According to media reports, the “dysfunctional” Canadian Professional Rodeo Association (CPRA) is in chaos, with its general manager being fired and several board directors resigning.
This follows the the CPRA’s failure to negotiate a deal to keep its championships, the Canadian Finals Rodeo, in Edmonton. The CFR will now be held in Saskatoon, starting in 2017. (You can urge the City of Saskatoon not to host the rodeo here.)
All this may signify a lack of public support for rodeo, which is good news for animal welfare. VHS has exposed the suffering of rodeo animals with photos from a number of events, most recently at the Williams Lake Stampede.
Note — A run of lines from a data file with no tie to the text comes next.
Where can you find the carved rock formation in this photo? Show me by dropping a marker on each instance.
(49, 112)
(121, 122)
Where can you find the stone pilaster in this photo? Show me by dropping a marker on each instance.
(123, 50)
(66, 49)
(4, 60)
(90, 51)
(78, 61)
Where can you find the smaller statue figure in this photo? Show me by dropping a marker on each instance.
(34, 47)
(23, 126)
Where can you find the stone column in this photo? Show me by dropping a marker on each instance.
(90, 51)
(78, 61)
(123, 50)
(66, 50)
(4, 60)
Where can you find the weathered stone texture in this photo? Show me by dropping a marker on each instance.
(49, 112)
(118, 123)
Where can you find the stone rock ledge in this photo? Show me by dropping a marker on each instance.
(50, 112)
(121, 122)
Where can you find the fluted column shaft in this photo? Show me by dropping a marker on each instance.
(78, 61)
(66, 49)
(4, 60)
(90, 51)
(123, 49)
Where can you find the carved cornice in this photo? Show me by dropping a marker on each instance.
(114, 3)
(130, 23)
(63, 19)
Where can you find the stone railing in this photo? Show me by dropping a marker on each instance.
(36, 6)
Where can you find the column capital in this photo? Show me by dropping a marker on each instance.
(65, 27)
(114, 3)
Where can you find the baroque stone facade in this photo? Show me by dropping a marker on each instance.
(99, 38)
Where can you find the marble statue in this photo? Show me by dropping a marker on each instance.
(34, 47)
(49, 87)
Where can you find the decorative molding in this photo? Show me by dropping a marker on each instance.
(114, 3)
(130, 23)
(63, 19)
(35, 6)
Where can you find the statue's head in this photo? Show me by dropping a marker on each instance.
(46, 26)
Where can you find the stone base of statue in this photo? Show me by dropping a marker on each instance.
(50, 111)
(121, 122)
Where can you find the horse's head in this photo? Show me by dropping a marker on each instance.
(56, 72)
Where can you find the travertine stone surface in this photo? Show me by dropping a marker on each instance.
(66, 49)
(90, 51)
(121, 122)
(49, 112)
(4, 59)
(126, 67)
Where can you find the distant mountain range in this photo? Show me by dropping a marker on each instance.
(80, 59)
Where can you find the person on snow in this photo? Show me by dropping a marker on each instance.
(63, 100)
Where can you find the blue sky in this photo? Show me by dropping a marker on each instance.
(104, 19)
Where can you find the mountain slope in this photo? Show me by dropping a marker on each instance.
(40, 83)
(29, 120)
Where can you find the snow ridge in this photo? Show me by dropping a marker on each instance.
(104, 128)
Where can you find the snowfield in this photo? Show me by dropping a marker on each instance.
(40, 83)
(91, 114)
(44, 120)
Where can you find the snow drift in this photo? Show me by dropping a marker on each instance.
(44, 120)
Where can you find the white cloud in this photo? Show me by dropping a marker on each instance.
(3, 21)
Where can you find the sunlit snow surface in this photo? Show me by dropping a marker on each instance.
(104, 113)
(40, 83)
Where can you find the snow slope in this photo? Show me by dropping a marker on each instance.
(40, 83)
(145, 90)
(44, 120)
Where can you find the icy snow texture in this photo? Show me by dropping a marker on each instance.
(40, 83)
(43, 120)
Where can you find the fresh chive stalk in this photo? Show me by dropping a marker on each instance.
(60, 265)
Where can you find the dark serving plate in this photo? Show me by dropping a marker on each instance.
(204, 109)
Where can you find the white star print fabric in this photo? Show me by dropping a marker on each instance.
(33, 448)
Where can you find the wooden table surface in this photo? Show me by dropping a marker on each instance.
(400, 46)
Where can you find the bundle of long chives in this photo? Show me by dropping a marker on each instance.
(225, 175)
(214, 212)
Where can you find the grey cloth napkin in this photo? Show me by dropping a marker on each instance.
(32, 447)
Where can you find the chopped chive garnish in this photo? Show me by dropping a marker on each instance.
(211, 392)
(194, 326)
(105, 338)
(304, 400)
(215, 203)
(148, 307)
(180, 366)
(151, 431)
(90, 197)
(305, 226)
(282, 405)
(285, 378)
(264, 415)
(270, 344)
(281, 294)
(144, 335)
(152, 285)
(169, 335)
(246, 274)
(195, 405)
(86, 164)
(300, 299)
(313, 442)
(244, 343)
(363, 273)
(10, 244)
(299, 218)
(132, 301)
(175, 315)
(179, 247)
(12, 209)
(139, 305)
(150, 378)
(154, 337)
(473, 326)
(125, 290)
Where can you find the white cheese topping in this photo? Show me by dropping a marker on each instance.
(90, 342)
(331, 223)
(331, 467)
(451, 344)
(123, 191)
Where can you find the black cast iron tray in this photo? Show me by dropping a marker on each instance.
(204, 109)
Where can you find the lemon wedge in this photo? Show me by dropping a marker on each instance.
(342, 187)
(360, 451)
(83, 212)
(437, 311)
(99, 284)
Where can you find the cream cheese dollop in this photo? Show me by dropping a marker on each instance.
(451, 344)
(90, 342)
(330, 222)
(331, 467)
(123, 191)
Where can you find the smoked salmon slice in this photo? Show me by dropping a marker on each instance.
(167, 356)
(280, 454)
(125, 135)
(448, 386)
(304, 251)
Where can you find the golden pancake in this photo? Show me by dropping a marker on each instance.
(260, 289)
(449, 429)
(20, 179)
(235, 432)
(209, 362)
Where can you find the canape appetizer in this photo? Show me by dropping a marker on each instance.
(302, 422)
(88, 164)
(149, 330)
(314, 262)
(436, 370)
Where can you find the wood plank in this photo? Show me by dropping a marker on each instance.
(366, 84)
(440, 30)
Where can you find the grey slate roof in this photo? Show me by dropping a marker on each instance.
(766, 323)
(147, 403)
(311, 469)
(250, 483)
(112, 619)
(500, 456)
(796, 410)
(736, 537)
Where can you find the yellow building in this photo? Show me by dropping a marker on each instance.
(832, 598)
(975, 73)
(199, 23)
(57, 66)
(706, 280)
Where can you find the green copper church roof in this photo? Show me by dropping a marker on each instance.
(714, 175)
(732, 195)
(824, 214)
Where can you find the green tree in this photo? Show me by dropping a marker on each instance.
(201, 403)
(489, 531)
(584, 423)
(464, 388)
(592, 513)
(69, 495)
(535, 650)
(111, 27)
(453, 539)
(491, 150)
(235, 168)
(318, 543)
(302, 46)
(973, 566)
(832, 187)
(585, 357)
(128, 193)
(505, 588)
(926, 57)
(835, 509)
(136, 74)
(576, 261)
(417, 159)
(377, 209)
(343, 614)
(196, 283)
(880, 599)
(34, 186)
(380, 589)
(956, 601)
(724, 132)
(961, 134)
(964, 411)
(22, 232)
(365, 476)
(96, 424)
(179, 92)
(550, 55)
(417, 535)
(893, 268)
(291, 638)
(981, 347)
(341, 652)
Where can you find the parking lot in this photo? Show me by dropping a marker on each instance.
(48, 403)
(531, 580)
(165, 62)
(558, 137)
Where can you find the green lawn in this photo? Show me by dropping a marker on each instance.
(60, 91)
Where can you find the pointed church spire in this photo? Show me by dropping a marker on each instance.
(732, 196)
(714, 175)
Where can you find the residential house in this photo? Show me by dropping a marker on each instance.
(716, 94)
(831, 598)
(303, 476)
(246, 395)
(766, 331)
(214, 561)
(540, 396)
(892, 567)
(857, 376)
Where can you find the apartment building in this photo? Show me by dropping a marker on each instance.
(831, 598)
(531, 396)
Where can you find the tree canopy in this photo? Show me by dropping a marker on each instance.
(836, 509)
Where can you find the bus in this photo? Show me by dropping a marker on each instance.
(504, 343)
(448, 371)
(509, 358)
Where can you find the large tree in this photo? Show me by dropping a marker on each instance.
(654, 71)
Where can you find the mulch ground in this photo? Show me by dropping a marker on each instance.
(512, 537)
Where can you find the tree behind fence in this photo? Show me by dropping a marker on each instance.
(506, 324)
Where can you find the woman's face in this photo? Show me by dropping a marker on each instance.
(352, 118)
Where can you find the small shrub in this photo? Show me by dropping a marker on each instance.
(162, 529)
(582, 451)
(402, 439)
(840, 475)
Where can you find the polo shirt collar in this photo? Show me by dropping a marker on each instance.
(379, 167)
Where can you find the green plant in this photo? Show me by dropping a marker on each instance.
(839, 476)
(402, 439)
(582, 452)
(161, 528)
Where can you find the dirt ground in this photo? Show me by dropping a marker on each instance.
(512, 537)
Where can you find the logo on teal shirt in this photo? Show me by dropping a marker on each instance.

The CFR’s move from Edmonton to Saskatoon means the rodeo will be in a venue with a seating capacity of 9,550 instead of one with a capacity of more than 18,000. In short, the move likely means fewer people will see the rodeo and its growth will be limited.
Meanwhile, the Alberta Rockies Gay Rodeo Association, which has been organizing rodeos since the 1990s, has announced that it has “ceased all operations, effective immediately”. This follows the cancellation of two professional rodeos in British Columbia – one in Abbotsford, the other in Victoria – in the last two years, after campaigns by VHS and other animal advocates.
In addition, attendance at this year’s Calgary Stampede was the lowest in 22 years. While this was blamed on bad weather and Alberta’s economic downturn, it suggests that rodeo has a limited appeal. There is certainly evidence that this is the case, with a December 2015 poll showing that 63 per cent of Canadians are opposed to using animals in rodeo.
As more people learn the truth about rodeo cruelty, the harder it will be for rodeo to attract new fans. VHS intends to make sure that’s exactly what happens.